Yes, Space Has ‘Dancing Ghosts’

Earlier this year, researchers at NASA released an image of “sibling” galaxies “fighting” amongst themselves. It was a stunning image, as well as a reminder to call your siblings—or perhaps star in a Marvel series with them. Now, astronomers in Australia have given us another glimpse of anthropomorphized cosmos.

This time featuring a pair of greenish “dancing ghosts” tangoing a billion light-years from Earth.

Two radio galaxies approximately a billion light-years away which, together, look like greenish dancing ghosts.

Jayanne English/EMU/Dark Energy Survey

Science Alert picked up on the brilliant, ethereal ghosts, which consist of five-billion-light-year-long electron jets. Apparently, this corner of the cosmos is home to two adjacent galaxies. And, each one has a supermassive black hole at its center. Said black holes are cranking out the electron jets as they consume chaotic disks of gas and dust around them. That spews particles into space as their magnetic fields coil and snap.

While spewing black holes like these are common in the cosmos, their jets are often straight. The energetic electron streams zip through space with a laser beam-like tightness, uninhibited by obstacles. In this case, “intergalactic winds” are shaping the jets. Thus, making it appear as if two “ghosts” are swirling around each other against a backdrop of starry space.
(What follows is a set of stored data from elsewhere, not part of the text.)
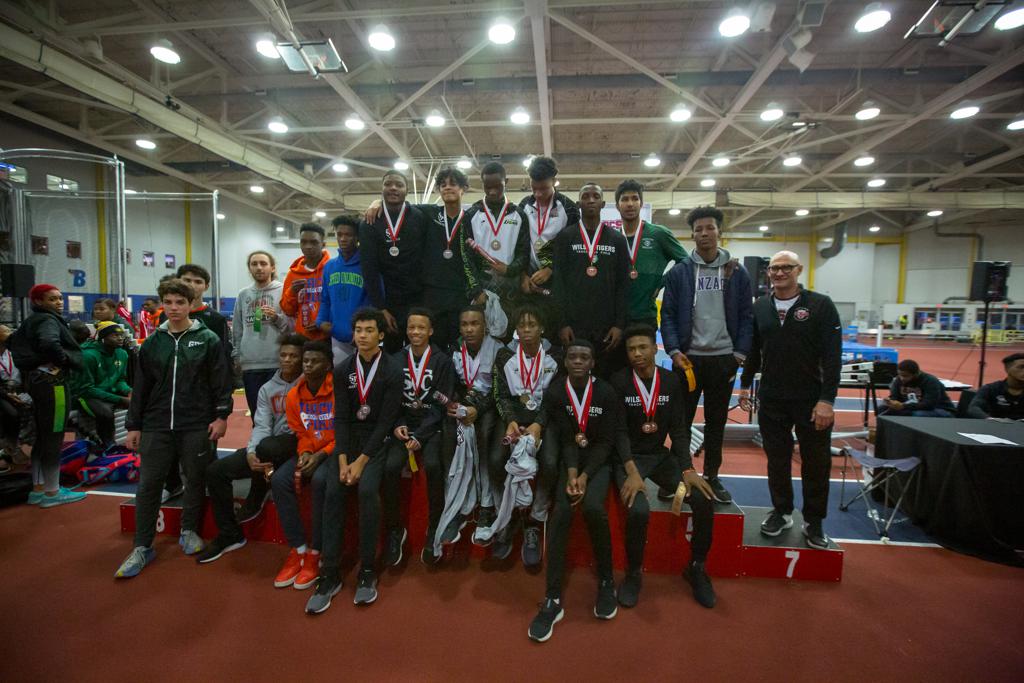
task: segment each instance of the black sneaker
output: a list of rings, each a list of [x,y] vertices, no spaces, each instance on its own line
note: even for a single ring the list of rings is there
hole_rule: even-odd
[[[341,590],[341,579],[320,576],[316,580],[316,588],[306,602],[306,614],[322,614],[331,606],[331,599]]]
[[[181,494],[185,493],[185,485],[178,484],[173,489],[164,489],[160,492],[160,504],[164,504],[171,498],[177,498]]]
[[[377,575],[372,569],[359,572],[359,583],[356,584],[356,595],[353,605],[369,605],[377,601]]]
[[[555,631],[555,624],[560,622],[564,616],[565,610],[562,609],[562,605],[557,600],[548,598],[540,603],[540,611],[530,622],[530,630],[527,631],[527,635],[531,640],[543,643],[551,637]]]
[[[496,560],[508,559],[512,554],[512,528],[505,527],[497,534],[491,543],[491,557]]]
[[[676,497],[675,491],[670,491],[662,486],[658,487],[658,500],[672,500]]]
[[[444,528],[444,533],[441,534],[441,543],[445,545],[458,543],[459,539],[462,538],[461,532],[465,526],[466,518],[462,515],[455,515],[455,518],[448,522],[448,526]]]
[[[384,549],[384,566],[397,567],[402,562],[402,548],[409,536],[404,527],[388,531],[387,545]]]
[[[238,520],[239,524],[245,524],[246,522],[252,521],[260,516],[263,512],[263,507],[267,504],[267,500],[270,498],[270,491],[266,491],[262,494],[256,494],[256,497],[249,496],[245,499],[245,502],[235,512],[235,519]]]
[[[821,528],[821,520],[807,522],[804,524],[804,537],[807,545],[818,550],[828,550],[828,536]]]
[[[793,526],[791,515],[784,515],[777,510],[772,510],[761,522],[761,533],[765,536],[778,536],[791,526]]]
[[[420,562],[429,567],[440,563],[442,557],[444,557],[443,551],[441,554],[434,554],[434,534],[427,534],[427,541],[423,544],[423,550],[420,551]]]
[[[714,477],[713,479],[704,477],[704,481],[706,481],[711,486],[711,497],[715,499],[716,503],[720,503],[721,505],[728,505],[729,503],[732,502],[732,494],[726,491],[725,487],[722,486],[721,479],[719,479],[718,477]]]
[[[480,511],[477,512],[476,515],[476,528],[489,528],[492,524],[494,524],[494,520],[497,518],[497,516],[497,513],[494,512],[494,508],[480,508]],[[479,541],[477,540],[476,534],[473,534],[473,545],[478,545],[481,548],[486,548],[492,543],[494,543],[493,537],[487,539],[486,541]]]
[[[704,571],[703,562],[690,562],[686,565],[683,578],[690,583],[694,600],[708,609],[715,606],[715,589],[711,587],[711,579]]]
[[[540,566],[540,524],[537,522],[528,522],[523,528],[522,556],[524,567]]]
[[[627,572],[626,578],[619,584],[619,604],[623,607],[636,607],[640,601],[640,587],[643,585],[643,574],[641,572]]]
[[[206,547],[196,553],[196,562],[199,564],[207,564],[215,560],[219,560],[220,556],[224,553],[230,553],[232,550],[238,550],[245,546],[245,537],[231,539],[217,536],[215,539],[206,544]]]
[[[607,579],[597,585],[597,602],[594,603],[594,616],[598,619],[614,619],[619,613],[619,604],[615,600],[615,581]]]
Interpretations will vary obviously, but we see the two ghosts doing a ballroom tango with their “hands” clasped above their heads. (Note that the “3” arrow in the image immediately below marks a “filament” of electron jet with a still-mysterious source.)
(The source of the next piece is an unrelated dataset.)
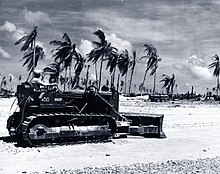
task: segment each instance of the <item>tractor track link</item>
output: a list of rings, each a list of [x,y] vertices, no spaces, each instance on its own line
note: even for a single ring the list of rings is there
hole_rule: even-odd
[[[51,120],[53,121],[52,123],[50,123]],[[56,123],[56,121],[58,123]],[[92,122],[91,125],[89,125],[90,121]],[[95,121],[97,121],[97,124],[95,123]],[[44,127],[44,124],[48,124],[47,122],[49,122],[50,128],[47,128],[47,126]],[[69,127],[69,129],[72,130],[67,130],[63,132],[60,131],[60,133],[51,131],[45,134],[45,137],[46,135],[50,135],[50,134],[56,135],[56,136],[52,136],[51,138],[46,138],[46,139],[42,138],[40,140],[33,138],[36,137],[36,134],[38,134],[38,132],[40,132],[40,129],[42,129],[43,131],[47,129],[57,129],[57,128],[61,129],[62,126]],[[82,132],[81,130],[75,131],[74,127],[82,127],[83,130]],[[91,133],[91,130],[89,130],[89,128],[91,127],[92,128],[95,127],[97,128],[97,130]],[[83,132],[85,129],[88,129],[90,132],[89,131]],[[100,129],[101,131],[99,132]],[[44,146],[44,145],[47,146],[56,143],[78,144],[80,142],[100,142],[100,141],[109,140],[111,136],[113,136],[113,134],[116,132],[116,123],[115,120],[110,115],[106,115],[106,114],[97,114],[97,113],[82,114],[82,113],[71,113],[71,112],[32,113],[30,116],[27,116],[24,119],[24,121],[21,124],[20,131],[24,144],[31,147]],[[31,132],[34,131],[36,133],[32,134]],[[69,137],[68,137],[68,133],[70,133]]]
Two radio galaxies approximately a billion light-years away which, together, look like greenish dancing ghosts.

Jayanne English/EMU/Dark Energy Survey

One of the ghosts’ chief discoverers, Ray Norris, an astronomer at Western Sydney University, wrote in a blog post that he and his colleagues still don’t understand the details of this ghastly cosmic phenomenon. They don’t know, for example, where the intergalactic winds are coming from. Nor why the two jets have become so tangled.
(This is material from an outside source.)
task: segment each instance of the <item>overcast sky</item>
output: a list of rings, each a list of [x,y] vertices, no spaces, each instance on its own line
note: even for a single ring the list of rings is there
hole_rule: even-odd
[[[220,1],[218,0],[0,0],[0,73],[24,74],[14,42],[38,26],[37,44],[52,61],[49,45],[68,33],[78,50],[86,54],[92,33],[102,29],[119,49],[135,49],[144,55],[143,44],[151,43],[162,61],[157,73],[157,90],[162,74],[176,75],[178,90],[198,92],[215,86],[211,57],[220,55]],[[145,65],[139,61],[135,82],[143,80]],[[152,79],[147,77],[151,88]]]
To find out the answers to these questions, the astronomers will continue to scan the skies using the Australian Square Kilometer Array Pathfinder (ASKAP), a radio telescope array in Western Australia. Although they’ll undoubtedly find a lot more freaky stuff anyway. Such as Orcs. Literally, though: ORCS or Odd Radio Circles are out there too, just like the one below.

An image of a greenish, ethereal bubble of particles against the backdrop of starry space.